The investments are off-balance sheet, their underlying assets have plunged in value and their risks are difficult to quantify. Sound familiar? Many structured investment vehicles would fit that bill. But so would the hundreds – perhaps thousands – of opaque joint ventures formed in the past 15 years by US housebuilders.

After the last housing slump ended in the early 1990s, builders began to use joint ventures to manage land inventories. That, and the widespread use of options on land instead of outright purchases, helped boost their credit ratings. But the proliferation of complicated JVs by some builders, including KB Home, Centex and particularly Lennar, is depressing their share prices and scaring off buyers of distressed land holdings. The top 15 public builders have taken $16.5bn in writedowns since the start of 2006. Of that, $1bn stemmed from JVs, according to Standard & Poor’s.

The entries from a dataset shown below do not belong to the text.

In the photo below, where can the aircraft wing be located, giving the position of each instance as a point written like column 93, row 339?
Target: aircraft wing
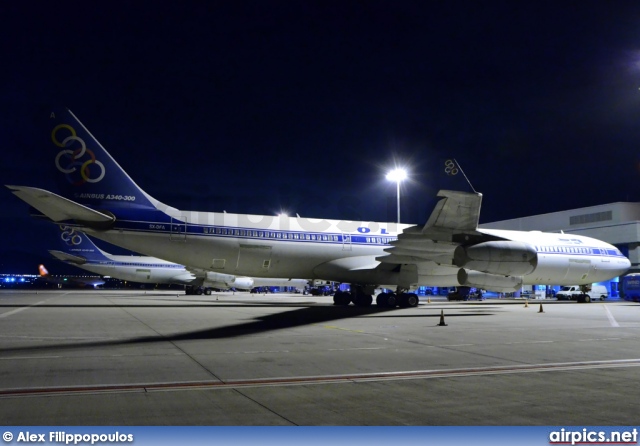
column 66, row 257
column 58, row 208
column 453, row 221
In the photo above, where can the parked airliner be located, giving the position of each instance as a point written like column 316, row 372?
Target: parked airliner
column 61, row 281
column 79, row 250
column 99, row 197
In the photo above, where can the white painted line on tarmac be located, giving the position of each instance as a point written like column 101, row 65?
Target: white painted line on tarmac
column 18, row 310
column 612, row 320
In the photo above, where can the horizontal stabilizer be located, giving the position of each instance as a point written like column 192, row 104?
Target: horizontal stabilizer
column 65, row 257
column 58, row 208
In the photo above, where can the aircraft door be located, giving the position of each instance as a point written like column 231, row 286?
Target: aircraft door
column 253, row 259
column 346, row 242
column 580, row 270
column 178, row 231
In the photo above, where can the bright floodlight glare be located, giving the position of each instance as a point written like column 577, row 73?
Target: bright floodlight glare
column 397, row 175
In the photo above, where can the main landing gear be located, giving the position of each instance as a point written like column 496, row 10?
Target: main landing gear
column 361, row 298
column 198, row 290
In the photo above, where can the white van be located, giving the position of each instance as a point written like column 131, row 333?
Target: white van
column 574, row 292
column 598, row 292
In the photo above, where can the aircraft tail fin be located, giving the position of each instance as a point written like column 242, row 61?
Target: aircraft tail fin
column 42, row 271
column 87, row 174
column 77, row 247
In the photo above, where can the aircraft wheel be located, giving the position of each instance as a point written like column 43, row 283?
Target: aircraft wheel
column 342, row 298
column 386, row 300
column 362, row 300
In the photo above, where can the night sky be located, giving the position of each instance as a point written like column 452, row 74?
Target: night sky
column 303, row 106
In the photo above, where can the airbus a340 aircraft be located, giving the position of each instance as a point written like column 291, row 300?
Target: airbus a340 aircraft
column 80, row 251
column 449, row 250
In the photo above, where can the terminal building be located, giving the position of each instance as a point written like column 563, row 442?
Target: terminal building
column 614, row 223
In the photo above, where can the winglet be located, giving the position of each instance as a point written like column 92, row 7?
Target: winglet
column 58, row 208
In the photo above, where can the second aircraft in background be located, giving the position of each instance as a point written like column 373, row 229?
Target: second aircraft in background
column 78, row 249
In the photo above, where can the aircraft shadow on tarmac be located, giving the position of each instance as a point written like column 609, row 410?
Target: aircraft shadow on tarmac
column 307, row 315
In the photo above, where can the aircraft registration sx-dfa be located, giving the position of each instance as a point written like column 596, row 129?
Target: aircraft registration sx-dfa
column 78, row 249
column 449, row 250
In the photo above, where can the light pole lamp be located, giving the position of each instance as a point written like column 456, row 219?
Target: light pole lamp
column 397, row 175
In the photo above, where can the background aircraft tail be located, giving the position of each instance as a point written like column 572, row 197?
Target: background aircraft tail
column 86, row 173
column 42, row 271
column 77, row 247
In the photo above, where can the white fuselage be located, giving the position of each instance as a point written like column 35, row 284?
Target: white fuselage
column 265, row 246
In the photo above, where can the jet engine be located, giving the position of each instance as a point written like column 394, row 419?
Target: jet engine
column 491, row 282
column 498, row 257
column 218, row 280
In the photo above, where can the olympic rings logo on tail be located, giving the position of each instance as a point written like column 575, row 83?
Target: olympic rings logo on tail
column 450, row 167
column 70, row 236
column 73, row 161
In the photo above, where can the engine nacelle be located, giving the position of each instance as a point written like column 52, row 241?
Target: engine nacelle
column 244, row 283
column 487, row 281
column 219, row 280
column 498, row 257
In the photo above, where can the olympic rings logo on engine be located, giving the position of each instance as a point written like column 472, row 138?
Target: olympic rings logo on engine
column 70, row 236
column 74, row 157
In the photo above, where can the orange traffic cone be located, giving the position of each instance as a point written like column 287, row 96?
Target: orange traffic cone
column 442, row 324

Housebuilders reveal scant information about their JVs. More worrisome is that the legal and financial structure of each is different, as is the level of recourse lenders have to the venture’s assets.

Investors are not the only ones who find it hard to gauge builders’ JV liabilities. Technical Olympic USA’s own miscalculations have brought it to the edge of bankruptcy. Tousa’s overpriced venture with Transeastern turned insolvent as the Florida housing market went into free fall. Tousa felt its liability was limited. But after lenders threatened to force it into bankruptcy to trigger full recourse, Tousa took on an oppressive $500m of debt to settle the claims.

Builders can provide more clarity on these ventures without giving away competitive advantages – and they should. Tousa’s joint venture was huge, over-leveraged, ambiguous and in a bubble market. That is a lesson in what not to do. But it was not the only builder to wade into the JV morass. Lightning often strikes more than once.